In 2022 Islamic State claimed responsibility for a deadly attack on a Shi’ite shrine in Iran that killed 15 people, while earlier attacks claimed by Islamic State include twin bombings in 2017 that targeted Iran’s parliament and the tomb of the Islamic Republic’s founder, Ayatollah Ruhollah Khomeini.
The attack coincides with a three-month outbreak of fresh hostilities between Israel and Gaza, and Iranian state TV earlier showed crowds gathered at cities across Iran, including Kerman, chanting: “Death to Israel” and “Death to America”.
The United States denied on Wednesday any involvement in the explosions and said it also had no reason to believe Israel was involved. It said the blasts appeared to represent “a terrorist attack” of the type carried out in the past by Islamic State.
Tehran often accuses its arch enemies, Israel and the United States, of backing anti-Iran militant groups that have carried out attacks in the past. Baluchi militants and ethnic Arab separatists have also staged attacks in Iran.

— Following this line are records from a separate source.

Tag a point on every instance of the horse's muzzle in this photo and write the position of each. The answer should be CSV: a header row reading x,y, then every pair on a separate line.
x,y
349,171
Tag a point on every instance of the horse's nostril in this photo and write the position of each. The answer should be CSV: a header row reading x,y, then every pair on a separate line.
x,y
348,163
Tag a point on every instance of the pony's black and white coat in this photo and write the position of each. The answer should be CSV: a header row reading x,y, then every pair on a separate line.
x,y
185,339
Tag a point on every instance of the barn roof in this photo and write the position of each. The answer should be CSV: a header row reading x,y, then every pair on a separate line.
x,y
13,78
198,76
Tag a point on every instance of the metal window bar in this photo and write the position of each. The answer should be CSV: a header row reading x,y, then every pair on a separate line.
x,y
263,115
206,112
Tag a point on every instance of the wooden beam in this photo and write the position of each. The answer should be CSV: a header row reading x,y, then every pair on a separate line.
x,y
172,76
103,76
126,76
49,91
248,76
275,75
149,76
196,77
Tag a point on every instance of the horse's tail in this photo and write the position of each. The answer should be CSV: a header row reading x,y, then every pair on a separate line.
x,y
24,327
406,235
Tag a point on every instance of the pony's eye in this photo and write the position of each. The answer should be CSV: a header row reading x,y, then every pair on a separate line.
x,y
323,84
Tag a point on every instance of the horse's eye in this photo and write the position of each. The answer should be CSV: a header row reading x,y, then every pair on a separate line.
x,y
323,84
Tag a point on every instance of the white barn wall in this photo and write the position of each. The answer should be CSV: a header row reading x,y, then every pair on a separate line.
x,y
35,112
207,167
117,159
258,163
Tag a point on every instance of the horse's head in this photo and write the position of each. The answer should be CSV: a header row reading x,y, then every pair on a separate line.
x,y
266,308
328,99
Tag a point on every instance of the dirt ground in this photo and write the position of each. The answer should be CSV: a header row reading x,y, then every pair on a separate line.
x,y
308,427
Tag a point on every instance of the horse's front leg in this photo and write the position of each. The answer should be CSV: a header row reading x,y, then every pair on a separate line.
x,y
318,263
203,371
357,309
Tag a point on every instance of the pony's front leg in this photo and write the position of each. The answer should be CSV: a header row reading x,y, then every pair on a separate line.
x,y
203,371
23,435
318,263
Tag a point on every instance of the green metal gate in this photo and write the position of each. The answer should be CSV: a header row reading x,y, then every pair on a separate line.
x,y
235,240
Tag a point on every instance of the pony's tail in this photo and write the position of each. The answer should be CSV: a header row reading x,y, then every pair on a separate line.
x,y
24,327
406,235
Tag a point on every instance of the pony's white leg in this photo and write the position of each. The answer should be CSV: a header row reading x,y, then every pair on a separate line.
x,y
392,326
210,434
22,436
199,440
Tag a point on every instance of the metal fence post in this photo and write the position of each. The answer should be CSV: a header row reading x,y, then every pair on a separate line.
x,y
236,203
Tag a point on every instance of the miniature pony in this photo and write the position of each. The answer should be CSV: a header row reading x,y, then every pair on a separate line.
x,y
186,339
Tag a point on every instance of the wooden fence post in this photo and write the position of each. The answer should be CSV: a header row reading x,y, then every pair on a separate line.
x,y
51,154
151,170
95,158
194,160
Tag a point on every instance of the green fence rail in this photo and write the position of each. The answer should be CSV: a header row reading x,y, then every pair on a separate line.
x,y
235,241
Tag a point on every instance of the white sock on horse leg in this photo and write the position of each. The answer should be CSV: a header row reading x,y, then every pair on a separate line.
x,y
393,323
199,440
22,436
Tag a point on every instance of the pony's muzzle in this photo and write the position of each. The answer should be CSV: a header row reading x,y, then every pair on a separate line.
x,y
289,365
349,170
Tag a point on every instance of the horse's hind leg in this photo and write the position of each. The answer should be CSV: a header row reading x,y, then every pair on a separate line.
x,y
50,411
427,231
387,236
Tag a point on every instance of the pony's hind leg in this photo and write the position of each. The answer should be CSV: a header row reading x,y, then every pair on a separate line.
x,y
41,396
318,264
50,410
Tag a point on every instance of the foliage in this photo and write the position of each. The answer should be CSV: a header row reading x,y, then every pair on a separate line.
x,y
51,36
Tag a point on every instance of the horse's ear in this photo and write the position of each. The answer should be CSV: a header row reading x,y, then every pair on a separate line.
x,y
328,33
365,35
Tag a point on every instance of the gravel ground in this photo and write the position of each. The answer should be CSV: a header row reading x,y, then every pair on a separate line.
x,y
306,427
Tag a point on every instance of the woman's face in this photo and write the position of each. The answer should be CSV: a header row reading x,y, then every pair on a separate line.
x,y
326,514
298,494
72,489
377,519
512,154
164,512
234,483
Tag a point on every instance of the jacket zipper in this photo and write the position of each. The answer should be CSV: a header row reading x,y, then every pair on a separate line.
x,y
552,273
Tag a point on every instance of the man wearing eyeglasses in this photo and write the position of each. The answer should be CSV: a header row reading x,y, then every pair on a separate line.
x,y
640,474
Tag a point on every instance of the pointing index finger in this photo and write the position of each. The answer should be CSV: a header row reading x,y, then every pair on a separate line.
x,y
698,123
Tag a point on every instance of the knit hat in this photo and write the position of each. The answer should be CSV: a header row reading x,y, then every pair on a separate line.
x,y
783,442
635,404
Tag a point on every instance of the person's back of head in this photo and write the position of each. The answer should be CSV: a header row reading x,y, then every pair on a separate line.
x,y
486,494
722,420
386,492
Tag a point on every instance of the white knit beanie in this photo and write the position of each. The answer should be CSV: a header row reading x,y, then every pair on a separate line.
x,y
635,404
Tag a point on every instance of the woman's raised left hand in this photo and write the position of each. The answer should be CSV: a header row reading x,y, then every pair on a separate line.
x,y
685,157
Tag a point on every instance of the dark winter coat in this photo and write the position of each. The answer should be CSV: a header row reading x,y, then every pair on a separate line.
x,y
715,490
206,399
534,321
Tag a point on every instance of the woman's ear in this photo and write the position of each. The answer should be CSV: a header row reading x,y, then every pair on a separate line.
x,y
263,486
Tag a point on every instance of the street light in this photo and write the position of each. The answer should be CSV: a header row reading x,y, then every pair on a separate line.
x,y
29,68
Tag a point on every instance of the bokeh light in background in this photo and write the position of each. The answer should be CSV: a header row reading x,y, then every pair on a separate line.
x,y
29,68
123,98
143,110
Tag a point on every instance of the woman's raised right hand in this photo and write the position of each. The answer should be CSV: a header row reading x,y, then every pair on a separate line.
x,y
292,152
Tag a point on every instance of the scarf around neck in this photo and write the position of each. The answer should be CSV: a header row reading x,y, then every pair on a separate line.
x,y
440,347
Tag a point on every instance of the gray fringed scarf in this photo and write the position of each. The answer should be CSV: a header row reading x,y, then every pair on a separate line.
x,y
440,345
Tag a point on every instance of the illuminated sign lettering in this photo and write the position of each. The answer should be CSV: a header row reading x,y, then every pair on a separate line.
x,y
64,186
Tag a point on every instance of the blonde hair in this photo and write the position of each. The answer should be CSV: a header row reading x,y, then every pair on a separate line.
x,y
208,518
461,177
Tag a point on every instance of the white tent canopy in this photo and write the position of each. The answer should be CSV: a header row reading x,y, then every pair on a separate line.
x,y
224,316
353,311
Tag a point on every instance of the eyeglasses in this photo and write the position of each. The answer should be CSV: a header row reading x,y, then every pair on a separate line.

The U.S. assassination of Soleimani in a Jan. 3, 2020, drone attack at Baghdad airport, and Tehran’s retaliation – by attacking two Iraqi military bases that house U.S. troops – brought the United States and Iran close to full-blown conflict.
As chief commander of the elite Quds force, the overseas arm of Iran’s Revolutionary Guard Corps, Soleimani ran clandestine operations abroad and was a key figure in Iran’s longstanding campaign to drive U.S. forces from the Middle East.